Do you remember the first time you accomplished one of your biggest dreams? Was it the first time you brought home an A on your report card or Aced an exam you studied weeks for? Was it the day you made the varsity basketball team or the night you performed your first solo in your company’s dance recital? Was it the moment you opened your acceptance letter to your favorite college or the moment you received your diploma from said college? What was your moment? Moreover, what was your initial dream?
Once you have that moment and that dream in your mind…ask yourself how did that moment make you feel: were you speechless, were you elated, were you ‘in Heaven’? My teammate Sandra explained her moment to me; it was the moment she completed decorating her hardest cake yet and knew in an instant it was what she wanting to do for a living. After all the planning, preparation, careful detailing and tears she put into making that cake [her tears were not literally in the cake] she stepped back and saw her craftsmanship in the delicate icing and felt an expression capture her entire soul. She called it, “The expression of extreme joy.”

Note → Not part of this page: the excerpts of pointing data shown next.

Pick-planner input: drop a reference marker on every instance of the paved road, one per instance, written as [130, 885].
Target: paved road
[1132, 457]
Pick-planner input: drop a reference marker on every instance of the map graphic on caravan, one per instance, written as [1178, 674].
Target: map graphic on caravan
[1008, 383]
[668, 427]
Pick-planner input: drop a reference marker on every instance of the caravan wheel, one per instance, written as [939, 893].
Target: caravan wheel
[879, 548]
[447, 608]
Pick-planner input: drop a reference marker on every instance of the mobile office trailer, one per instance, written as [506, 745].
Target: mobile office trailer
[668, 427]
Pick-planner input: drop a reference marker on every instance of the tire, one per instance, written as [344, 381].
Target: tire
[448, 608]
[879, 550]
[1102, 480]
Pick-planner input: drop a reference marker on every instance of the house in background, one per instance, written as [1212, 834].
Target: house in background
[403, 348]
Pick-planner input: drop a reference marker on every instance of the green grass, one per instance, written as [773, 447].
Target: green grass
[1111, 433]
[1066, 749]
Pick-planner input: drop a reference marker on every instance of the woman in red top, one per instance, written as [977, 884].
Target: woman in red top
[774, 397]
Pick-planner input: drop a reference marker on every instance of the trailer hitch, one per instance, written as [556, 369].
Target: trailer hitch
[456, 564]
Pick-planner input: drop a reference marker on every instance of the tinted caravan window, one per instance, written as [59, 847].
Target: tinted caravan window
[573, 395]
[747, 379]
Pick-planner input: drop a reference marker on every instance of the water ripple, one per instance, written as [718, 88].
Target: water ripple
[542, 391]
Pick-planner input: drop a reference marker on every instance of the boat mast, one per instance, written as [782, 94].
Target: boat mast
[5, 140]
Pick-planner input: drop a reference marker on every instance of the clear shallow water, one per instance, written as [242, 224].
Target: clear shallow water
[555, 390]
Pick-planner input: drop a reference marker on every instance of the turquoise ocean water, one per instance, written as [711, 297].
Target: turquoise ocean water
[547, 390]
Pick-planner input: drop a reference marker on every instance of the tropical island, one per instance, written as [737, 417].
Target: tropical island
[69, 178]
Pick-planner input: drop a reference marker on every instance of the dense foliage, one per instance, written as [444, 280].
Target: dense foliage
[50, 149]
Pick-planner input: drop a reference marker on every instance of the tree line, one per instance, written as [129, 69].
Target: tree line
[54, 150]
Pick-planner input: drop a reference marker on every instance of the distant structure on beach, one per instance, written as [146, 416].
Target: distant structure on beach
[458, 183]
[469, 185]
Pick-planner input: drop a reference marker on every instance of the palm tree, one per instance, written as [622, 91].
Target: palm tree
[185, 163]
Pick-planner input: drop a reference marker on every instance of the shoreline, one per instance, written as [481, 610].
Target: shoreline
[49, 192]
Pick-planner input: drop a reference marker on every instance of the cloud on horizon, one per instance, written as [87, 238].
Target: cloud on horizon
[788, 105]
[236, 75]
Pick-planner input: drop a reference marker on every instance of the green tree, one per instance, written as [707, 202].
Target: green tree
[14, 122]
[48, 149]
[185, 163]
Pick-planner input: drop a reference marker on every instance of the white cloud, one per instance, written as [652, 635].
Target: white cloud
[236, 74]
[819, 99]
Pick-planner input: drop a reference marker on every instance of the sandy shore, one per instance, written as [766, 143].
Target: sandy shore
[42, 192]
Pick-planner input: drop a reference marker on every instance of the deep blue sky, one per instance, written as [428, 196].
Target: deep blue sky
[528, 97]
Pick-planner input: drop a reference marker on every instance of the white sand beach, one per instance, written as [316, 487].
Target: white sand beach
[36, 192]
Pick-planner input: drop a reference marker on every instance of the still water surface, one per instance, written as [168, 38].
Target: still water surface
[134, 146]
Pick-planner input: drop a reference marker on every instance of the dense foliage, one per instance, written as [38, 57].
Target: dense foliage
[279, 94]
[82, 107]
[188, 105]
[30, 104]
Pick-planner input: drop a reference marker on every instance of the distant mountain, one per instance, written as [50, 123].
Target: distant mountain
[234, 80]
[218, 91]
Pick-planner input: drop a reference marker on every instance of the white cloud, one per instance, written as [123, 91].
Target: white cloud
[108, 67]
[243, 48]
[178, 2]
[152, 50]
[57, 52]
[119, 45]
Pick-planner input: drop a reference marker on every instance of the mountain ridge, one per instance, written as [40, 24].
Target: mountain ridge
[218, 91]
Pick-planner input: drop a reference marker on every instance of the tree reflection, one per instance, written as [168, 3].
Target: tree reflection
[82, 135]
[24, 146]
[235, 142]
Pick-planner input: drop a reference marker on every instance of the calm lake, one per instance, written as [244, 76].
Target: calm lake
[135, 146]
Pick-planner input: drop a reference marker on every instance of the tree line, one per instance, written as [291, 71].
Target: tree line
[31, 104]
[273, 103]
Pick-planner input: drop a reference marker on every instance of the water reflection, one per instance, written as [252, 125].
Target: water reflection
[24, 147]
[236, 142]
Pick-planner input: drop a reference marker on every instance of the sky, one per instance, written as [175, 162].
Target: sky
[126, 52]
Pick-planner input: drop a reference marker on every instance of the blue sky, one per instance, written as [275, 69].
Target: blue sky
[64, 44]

Now, I truly believe that every human is meant to feel this expression of extreme joy at least once in their life—in fact I believe that we should feel it more than just once. However, I don’t think we could every feel such a deep bliss without having the trials, the errors, the tears, the little victories and the passion and ambition to keep fighting for that moment when our dream is reached. But in order to fight for a dream you have to dream it first.
Out of everything that has happened to me this month, out of all of the firsts I have experienced: preaching my first sermon [not just on this race, but in my life], attempting ‘Insanity’ (an intense cardio, muscular and endurance workout regimen) for the first time and truly enjoying it), playing the mandolin for the first time [it made me feel on top of the world], and learning I have the gift of intercession (the special ability that God gives to pray for extended periods of time on a regular basis and see frequent and specific answers to prayer to a degree much greater than that of the average follower of Christ)—the one thought that has dominated them all is the magnitude of dreams; not just there enormity but the importance of having them.
Six months ago in Bolivia God asked me to dream again, and not just small dreams, but my biggest dreams I had as a child and the deep dreams I have now as an adult. Since then I have been asking myself, “What were my childhood dreams? What are my unfathomable dreams now?” This month, for the first time, I was truly able to write those dreams down and with them written down I was able to see how not just one dream, but every dream intertwined with another. I realized that each one of my dreams was a vital part of God’s magnificent puzzle for my life and without them, my puzzle will never be completed.
Whether you realize it or not, you have a puzzle, of sorts, to be complete too. I use the word ‘puzzle’ as an analogy. God wants you to dream and give your biggest and most unfathomable dreams to Him because when you do He can help you achieve them. No dream is too big for God, He created us to dream and longs for us to dream because in our endeavor to achieve our dreams His glory can be seen. That is when the expression of extreme joy will happen; when your dream glorifies God. And even if at the end of our lives we realize we did not reach one of our dreams, we will know that in God’s eyes the best part of our dream was the journey we took with Him to reach it.